Non se ne può più di piatti scenografici preparati per la tv o per le fotone da rivista, da Youtube, da Instagram, di pappette con schiumine e pezzettini di erbe varie, di sughi strani come sapore ma fotogenici come aspetto. E tutto impiattato con stampini per la sua bella figura davanti a blogger, influencer e cretini di turno che -sempre di turno- acclamano lo chef-star del momento. Finalmente. Come riporta anche Alberto Schieppati nel suo ultimo editoriale su Artù, qualcuno ha alzato un po’ la voce. E questo qualcuno è il mitico Gianfranco Vissani che rimprovera la scarsa conoscenza della vera cucina, degli ingredienti della nostra terra (unici, molteplici, preziosi), della loro preparazione a favore di mode gastronomiche passeggere. E’ vero, se si guarda con attenzione la preparazione di alcuni piatti con ingredienti fantasiosamente confusi (la chiamano fusion) messi insieme lì sul momento sotto l’occhio della telecamera, si vede che di cottura, conservazione e, prima ancora, di ricerca professionali degli ingredienti, rimane poco a favore spesso dell’effettone, dei colori artificiali, della composizione di gastro-design. Eppure i primati mondiali delle nostre ricette sono strettamente legati alle sapienze contadine, montanare, marinare e collinare delle famiglie, alla sapiente conoscenza degli ingredienti, della loro enorme diversità stagionale, territoriale. Questa diversità è dovuta al fatto che solo il nostro Paese è dotato di caratteristiche del terreno diverse da villaggio a villaggio, da cascina a cascina perché frutto plurisecolare di sommovimenti e fenomeni naturali dei terreni che non hanno avuto e non hanno pari nel mondo. Questa diversità le multinazionali stanno cercando di distruggerla con prodotti fintamente regionali e qualche chef famoso si presta a questa operazione perché non conosce gran che di questa diversità. Così i vini internazionali che portano etichette nobili antiche e celeberrime sono ormai indistinguibili –non tutti- e si perdono per esempio quelli locali molto diversi nei loro umori con la falsa giustificazione che se viaggiano si alterano. Balle.
C’è patata e patata
Così, per esempio, le patate di Altedo, nel bolognese, sono diverse da quelle di sabbia di poche decine di km lontane, coltivate su terreni a sabbia fresca, quasi lungo il mare, nel ferrarese. E che dire dell’insalata che non esiste perché sono migliaia le insalate italiane?. Sappiamo usare bene, per esempio, le materie fondamentali per cucinare? Vissani dice che molti chef non sanno che è un errore decisivo per la qualità della ricetta usare per esempio acqua calcarea per la pasta che col calore diventa ancora più “dura” alterando sapori e struttura della pasta e del condimento… Non solo, conservare, cucinare, elaborare gli ingredienti sta diventando solo un fatto televisivo, velocissimo, quasi isterico. Tre quarti della qualità di un piatto è invece derivante da come viene scelto, conservato, elaborato e trattato e certo non con tempi sincopati. Anzi. A Verona si svolge dal 21 al 25 febbraio Progetto Fuoco dedicato a camini, caminetti e stufe cosiddette economiche, cioè al fuoco che scalda e cucina, che sta tornando impetuoso di moda in Europa. E una sezione è dedicata a Progetto Cuoco con la presentazione di un ricettario antico, di ricette famigliari regionali di piatti cotti a legna. Cotture spesso soft, lente, naturali, ben lontane dall’uniformità dei piani a induzione….E comunque ricette strepitose.
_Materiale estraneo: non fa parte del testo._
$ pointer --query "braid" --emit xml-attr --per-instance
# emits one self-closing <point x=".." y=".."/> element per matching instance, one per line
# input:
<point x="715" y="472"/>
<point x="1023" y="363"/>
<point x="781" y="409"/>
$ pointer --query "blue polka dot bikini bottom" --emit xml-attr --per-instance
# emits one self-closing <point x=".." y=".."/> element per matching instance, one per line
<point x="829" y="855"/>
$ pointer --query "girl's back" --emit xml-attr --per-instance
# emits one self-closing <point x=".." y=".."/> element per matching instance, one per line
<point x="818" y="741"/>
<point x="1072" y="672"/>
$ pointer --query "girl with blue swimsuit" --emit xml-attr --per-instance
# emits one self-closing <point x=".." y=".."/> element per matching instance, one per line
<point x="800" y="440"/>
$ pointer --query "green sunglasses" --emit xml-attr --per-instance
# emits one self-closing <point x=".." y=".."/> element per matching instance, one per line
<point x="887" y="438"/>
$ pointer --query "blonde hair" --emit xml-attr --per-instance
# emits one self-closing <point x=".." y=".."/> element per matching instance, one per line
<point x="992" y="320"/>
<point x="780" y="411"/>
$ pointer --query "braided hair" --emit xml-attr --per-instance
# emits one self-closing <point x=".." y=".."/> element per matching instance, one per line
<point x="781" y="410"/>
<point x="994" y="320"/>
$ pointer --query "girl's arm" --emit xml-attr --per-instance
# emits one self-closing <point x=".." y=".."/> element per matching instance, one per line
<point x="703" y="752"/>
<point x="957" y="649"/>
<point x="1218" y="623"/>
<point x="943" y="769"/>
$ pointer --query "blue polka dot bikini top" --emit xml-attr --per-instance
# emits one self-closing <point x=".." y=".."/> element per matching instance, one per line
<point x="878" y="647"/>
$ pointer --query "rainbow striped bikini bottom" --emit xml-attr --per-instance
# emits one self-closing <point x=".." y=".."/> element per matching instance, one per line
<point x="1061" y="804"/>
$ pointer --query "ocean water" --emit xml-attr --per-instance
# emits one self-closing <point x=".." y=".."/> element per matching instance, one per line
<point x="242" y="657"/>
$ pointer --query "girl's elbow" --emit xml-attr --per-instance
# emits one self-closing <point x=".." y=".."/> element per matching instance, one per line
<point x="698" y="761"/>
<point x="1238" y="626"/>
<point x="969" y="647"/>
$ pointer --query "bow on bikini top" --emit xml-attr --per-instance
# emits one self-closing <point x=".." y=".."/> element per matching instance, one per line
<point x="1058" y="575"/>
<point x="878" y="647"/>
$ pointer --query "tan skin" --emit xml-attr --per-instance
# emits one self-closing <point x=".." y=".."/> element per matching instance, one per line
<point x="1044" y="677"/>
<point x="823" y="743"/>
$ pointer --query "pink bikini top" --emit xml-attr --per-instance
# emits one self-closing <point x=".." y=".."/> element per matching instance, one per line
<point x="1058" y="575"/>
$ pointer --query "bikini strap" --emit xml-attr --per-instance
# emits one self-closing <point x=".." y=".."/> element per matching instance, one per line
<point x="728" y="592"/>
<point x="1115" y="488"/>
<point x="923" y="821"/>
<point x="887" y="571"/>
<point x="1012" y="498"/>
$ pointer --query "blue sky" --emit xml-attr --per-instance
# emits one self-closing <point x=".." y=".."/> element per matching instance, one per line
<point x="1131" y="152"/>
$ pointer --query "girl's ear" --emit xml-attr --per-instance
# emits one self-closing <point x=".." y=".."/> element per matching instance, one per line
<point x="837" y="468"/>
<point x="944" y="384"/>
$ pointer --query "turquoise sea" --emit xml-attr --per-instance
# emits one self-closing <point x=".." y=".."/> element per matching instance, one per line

Cotture multiple raffinate
Queste belle cucinone economiche sono oggi presenti a Verona anche nelle loro versioni di design, da incasso, raffinatissime. Ma sia in queste versioni come in quelle tradizionali –vedere a Verona!- si riscopre il grande piano con i cerchi in ghisa dove cuociono più pentole e con diverso calore (più forte al centro e gradualmente minore man mano ai lati). Poi uno o due forni grandi con calore stabile, senza polveri, senza picchi eccessivi. E poi a lato la vaschetta con l’acqua sempre bollente a disposizione. Il cuoco vero sa usare questi miracolosi e avanzatissimi strumenti di cottura ottenendo i veri sapori del territorio. Ma sa anche che le tecnologie intelligenti di oggi sono amiche della qualità degli ingredienti perché non è vero che la gran cucina è fare tutto in pochi minuti con il mito del “poco cotto è meglio”. Poco cotto si ma dipende dalla ricetta, dai componenti. E se le nonne conservavano nella dispensa le provviste per poi cucinarle lentamente, significa che di quella sapienza antica occorre conservare moltissimo. Basta provare le ricette tradizionali fatte bene per rendersene conto.